Export ONNX for EdgeLLM#

AutoDeploy provides a mode to export PyTorch/HuggingFace models to ONNX format specifically designed for EdgeLLM deployment. This mode performs graph transformations to fuse RoPE (Rotary Position Embedding) and attention operations into a single AttentionPlugin operation, then exports the optimized graph to ONNX.

Overview#

The export_edgellm_onnx mode differs from the standard AutoDeploy workflow in two key ways:

  1. Operation Fusion: Fuses torch_rope_with_explicit_cos_sin and torch_cached_attention_with_cache into a single AttentionPlugin operation

  2. ONNX Export: Outputs an ONNX model file instead of a TensorRT Engine

Quick Start#

Use the onnx_export_llm.py script to export a model:

cd examples/auto_deploy
python onnx_export_llm.py --model "deepseek-ai/DeepSeek-R1-Distill-Qwen-1.5B"

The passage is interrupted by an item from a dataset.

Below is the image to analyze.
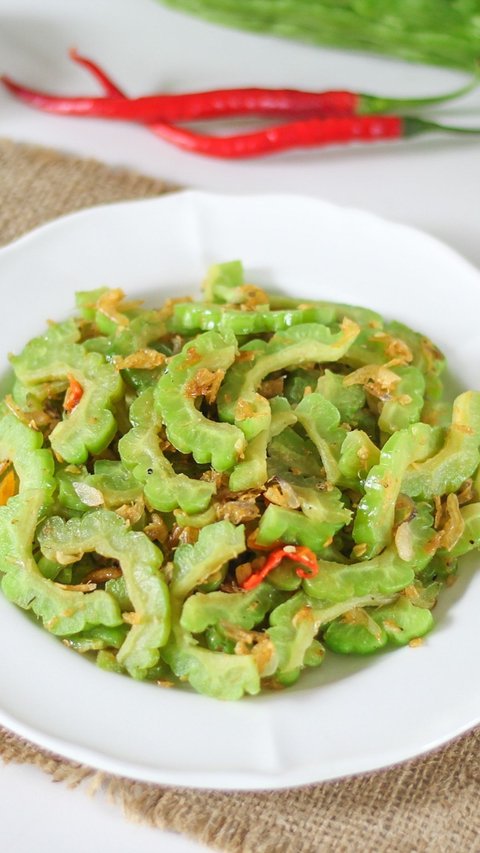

This will export the model to ONNX format in the current directory.

Command Line Options#

Option

Type

Default

Description

--model

str

Required

HuggingFace model name or path to a local checkpoint

--device

str

cpu

Device to use for export (cpu or cuda)

--output_dir

str

.

Directory to save the exported ONNX model

Examples#

Basic Export#

Export a DeepSeek model with default settings:

python onnx_export_llm.py --model "Qwen/Qwen2.5-0.5B-Instruct"

Custom Output Location#

Export to a specific directory with a custom filename:

python onnx_export_llm.py \
    --model "deepseek-ai/DeepSeek-R1-Distill-Qwen-1.5B" \
    --output_dir "./exported_models"

Output Files#

The export process generates the following files in the output directory:

File

Description

model.onnx

The exported ONNX model with fused attention operations

config.json

Model configuration (architecture, hidden size, etc.)

tokenizer.json

Tokenizer vocabulary and configuration

tokenizer_config.json

Tokenizer settings

special_tokens_map.json

Special token mappings

processed_chat_template.json

Processed chat template for inference

Programmatic Usage#

You can also use the ONNX export functionality programmatically:

from tensorrt_llm._torch.auto_deploy import LLM, AutoDeployConfig

# Create AutoDeploy config with export_edgellm_onnx mode
ad_config = AutoDeployConfig(
    model="Qwen/Qwen2.5-0.5B-Instruct",
    mode="export_edgellm_onnx",
    max_batch_size=8,
    max_seq_len=512,
    device="cpu",
)

# Configure attention backend
ad_config.attn_backend = "torch"

# Optionally customize output location
ad_config.transforms["export_to_onnx"]["output_dir"] = "./my_output"

# Run the export
LLM(**ad_config.to_llm_kwargs())

Notes#

  • Device Selection: Using cpu for the --device option is recommended to reduce GPU memory footprint during export.

  • Custom Operations: The exported ONNX model contains custom operations (e.g., AttentionPlugin) in the trt domain that require corresponding implementations in the target inference runtime.